Eldorado tests prospects in western Turkey

Preliminary drilling in the Biga peninsula of western Turkey has returned mixed results for Eldorado Gold (ELD-T).

The reverse-circulation (RC) program focused on two showings, Keditasi and Yatiktas. A third, Subeylidere, is now being tested.

At Keditasi, 748 metres were sunk in a northeasterly trending siliceous ridge in which a high-sulphidation surface target some 600 metres long by 150 metres wide has been identified. No significant results were obtained from the eastern end, but one of the three holes sunk in the western end intersected a flat-lying silica structure carrying 1.37 grams per tonne over 6 metres of a 16-metre intercept that averaged 0.73 gram.

Gold mineralization is associated with vuggy quartz and advanced argillic alteration. None of the RC holes penetrated the vuggy zone proper, so three core holes are planned for early 2004. The holes also will test mineralization to the north, beyond the surface anomaly.

The Yatikas showing is an epithermal vein system that extends for 1,200 metres along the contact of a basement schist and a granitic dyke. Drilling tested 700 metres of the system’s strike length, with seven of the eight holes sunk pulling up an average of 10 metres of vein material, as well as 2-15 metres of surrounding but lower-grading stockworks.

Results include 7.3 grams over 4 metres at the footwall contact. The average grade over the full width of the main vein was 1.5 grams, which drops to 1.17 grams when the stockwork system is included.

So far, one of the five holes planned for the Subeylidere target has been completed. The hole yielded 6.8 grams over 1 metre of quartz veining, starting 6 metres below surface.

The Subeylider prospect is hosted by volcanoclastic rocks in andesitic flows. At surface, gold mineralization is associated with chalcedonic and quartz-vein structures; a second target characterized by stockworking lies along strike, beneath a zone of opaline silica flooding.

Eldorado also is exploring seven recently acquired permits and has relinquished an option on the KS prospect in central Turkey. The new properties include epithermal-vein and porphyry targets, and the KS prospect is part of a larger joint venture with a private company.

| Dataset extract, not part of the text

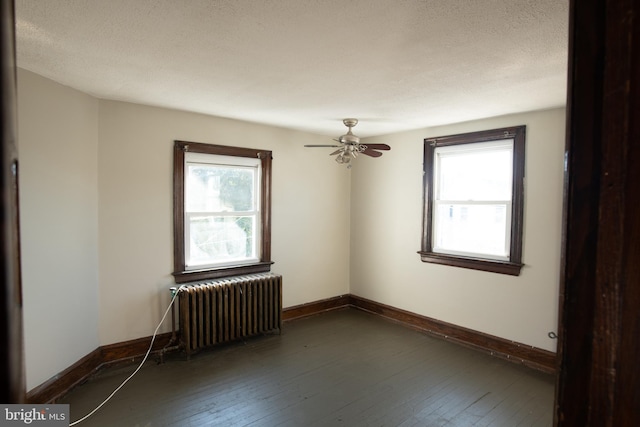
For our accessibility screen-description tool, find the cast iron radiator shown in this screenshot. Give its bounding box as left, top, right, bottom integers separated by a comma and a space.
178, 273, 282, 357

Meanwhile, Eldorado has obtained the Turkish government’s approval for its water, effluent and medical treatment plans at the proposed Kisladag open-pit mine. The company still requires operating and construction permits before it can proceed with development.

In August, Eldorado tabled a revised operating plan that called for a doubling of production capacity in the first year of operations and the assumption of mining in the third year. Under a previous plan, the plant was to have been expanded in the fifth year of operation, when contract mining had been scheduled to end.

The ultimate volume of ore to be pushed through the plant remains unchanged, though mining now lasts 12 years instead of 14. Hence annual production rates are higher: a total of 155,000 oz. will be produced in the first year and an average of 246,000 oz. in each year thereafter.

Life-of-mine cash costs ring in at US$149 per oz. and total production costs at US$201 per oz. Both are better than original projections.

At last report, Kisladag hosted 135 million tonnes of reserves grading 1.16 grams gold per tonne. The estimate is based on a cutoff grade of 0.35 gram for oxides and 0.5 grams for primary material, plus a gold price of US$325 per oz.

In all, Kisladag hosts 214.8 million tonnes of measured and indicated resources averaging 1.04 grams gold. Another 45.5 million tonnes at 0.75 gram are classified as inferred.

The resource estimates are based on a cutoff grade of 0.4 gram.